Of course, caution and pessimism aren't exactly our brand here at Oregon Wild - and we set out with purpose and passion to see what we could bring to the fight to modernize our logging laws. And boy was it a fight! And boy did we take some blows.
In 2015, we worked with Senator Michael Dembrow and then-Representative Ann Lininger to work to tweak Oregon's pathetic aerial spray laws to simply give local forest neighbors a better warning when spray was happening and a chance to know what herbicides were shooting out of nozzles on helicopters next to their homes. We got the legislative run around from committee chairs and Democratic leaders combined with a full-on blitz by the logging lobby (in fact, one of those committee chairs is now the director at the primary industry lobby group!). Needless to say, the reforms that the Legislature adopted that year were not something we were eager to write home about.
In subsequent years, we took our concerns to the Board of Forestry, asking them to do more on everything from aerial spray to state forest protections. Given that state law allows members of the board to have direct financial conflicts of interest, it may come as no surprise we didn't make much headway.

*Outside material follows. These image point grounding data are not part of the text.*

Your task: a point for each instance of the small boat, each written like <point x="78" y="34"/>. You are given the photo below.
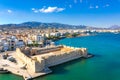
<point x="2" y="71"/>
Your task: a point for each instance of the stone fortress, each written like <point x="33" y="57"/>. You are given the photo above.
<point x="40" y="59"/>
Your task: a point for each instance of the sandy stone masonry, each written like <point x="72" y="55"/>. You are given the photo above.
<point x="38" y="59"/>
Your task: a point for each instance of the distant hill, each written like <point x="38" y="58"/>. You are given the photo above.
<point x="114" y="27"/>
<point x="44" y="25"/>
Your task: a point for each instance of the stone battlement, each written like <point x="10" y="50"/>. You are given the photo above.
<point x="37" y="60"/>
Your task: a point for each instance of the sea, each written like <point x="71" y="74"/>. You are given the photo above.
<point x="105" y="65"/>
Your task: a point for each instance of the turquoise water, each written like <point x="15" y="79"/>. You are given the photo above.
<point x="105" y="65"/>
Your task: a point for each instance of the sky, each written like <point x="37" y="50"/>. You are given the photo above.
<point x="96" y="13"/>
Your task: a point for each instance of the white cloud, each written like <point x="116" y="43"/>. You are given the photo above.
<point x="96" y="7"/>
<point x="9" y="11"/>
<point x="48" y="10"/>
<point x="51" y="9"/>
<point x="70" y="6"/>
<point x="91" y="7"/>
<point x="75" y="1"/>
<point x="33" y="9"/>
<point x="107" y="5"/>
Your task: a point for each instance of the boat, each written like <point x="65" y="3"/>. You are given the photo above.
<point x="2" y="71"/>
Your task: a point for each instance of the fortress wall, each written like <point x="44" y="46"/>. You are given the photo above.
<point x="32" y="64"/>
<point x="64" y="57"/>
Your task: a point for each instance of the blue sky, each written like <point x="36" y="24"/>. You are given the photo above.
<point x="97" y="13"/>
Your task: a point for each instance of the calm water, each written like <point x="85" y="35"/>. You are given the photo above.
<point x="104" y="66"/>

In fact, the most significant forestry rule change to be approved by the board in the last 25 years (to widen stream buffers for salmon, steelhead and bull trout) took almost two decades and still ended up short of what the agency's own science said was needed to protect fish.

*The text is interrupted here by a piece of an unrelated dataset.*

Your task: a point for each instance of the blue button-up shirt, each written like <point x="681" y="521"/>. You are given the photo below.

Undaunted, we set out with our partners to take our case directly to the voters. We ran focus groups and conducted polling. We brought on lawyers for research and to craft our ballot language. We hit the road to raise the millions of dollars that we'd need to beat the industry at the ballot. And then things got interesting.
In early 2020, we were gearing up to head to the ballot only to have industry file counter initiatives - one of which threatened the foundations of our land use system. You may have heard the rest of the story. Governor Kate Brown negotiated a Memorandum of Understanding between 13 conservation and fishing organizations as well as 13 companies. In a special legislative session in June 2020, the Legislature adopted expanded aerial spray buffers for homes, schools, and drinking water sources while setting up a brand new, real-time notification system (that just went live!).

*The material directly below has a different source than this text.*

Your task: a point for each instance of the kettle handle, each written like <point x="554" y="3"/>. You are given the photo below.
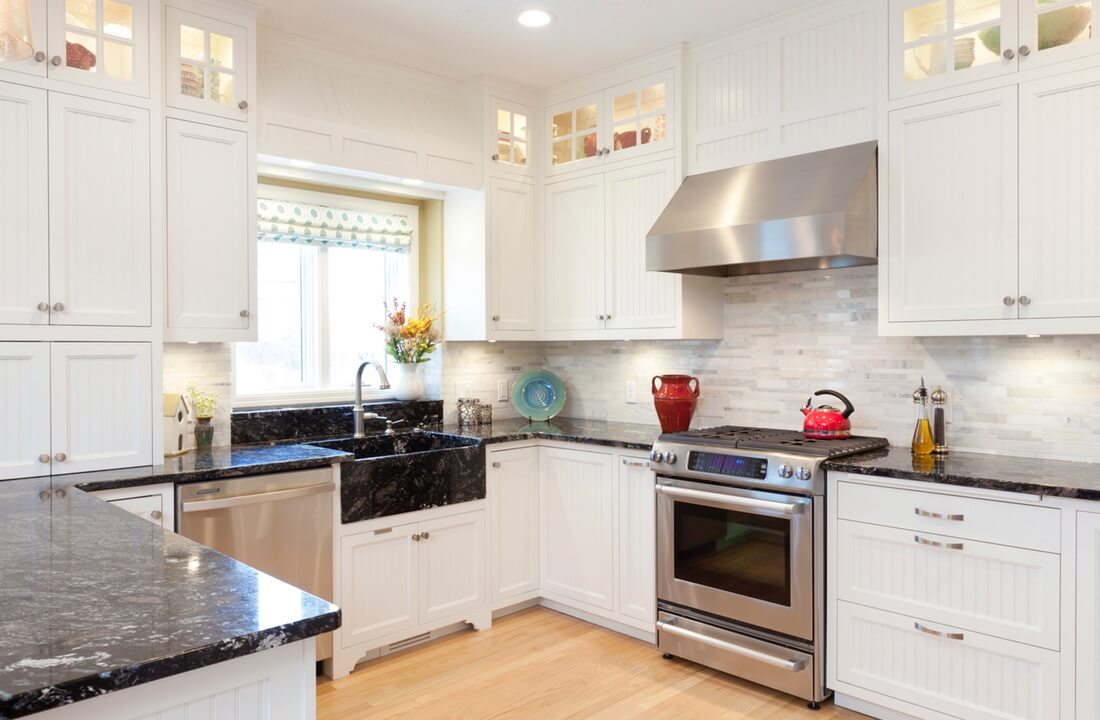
<point x="848" y="408"/>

The MOU also set up a negotiation between the signatory parties to attempt to reach much broader agreement on a suite of reforms to the OFPA that would provide the foundation for a Habitat Conservation Plan (a plan envisioned under the Endangered Species Act to proactively comply with species recovery by agreeing up front to expanded habitat protections). Almost two years later and - believe it or not - the signatory parties have reached agreement.
In between writing this blog, I am working with colleagues - as well as members of the timber industry - on a draft bill that would codify what has come to be known as the Private Forest Accord.
The agreement is multi-faceted and approaches aquatic species conservation from all angles. In this collection of Private Forest Accord documents you'll find details on a new roads management program; increased buffers for streams (including Oregon's first ever buffers for non-fish streams that were previously logged right down to the stream edge); a new approach for safeguarding against excessive landsliding; a new approach to protecting beavers on private forestlands; and a whole bunch more.
After ten years of advocacy alongside partner organizations, dedicated activists, communities in the crosshairs, and dedicated legislative champions, Oregon's forest laws are getting a 21st century makeover!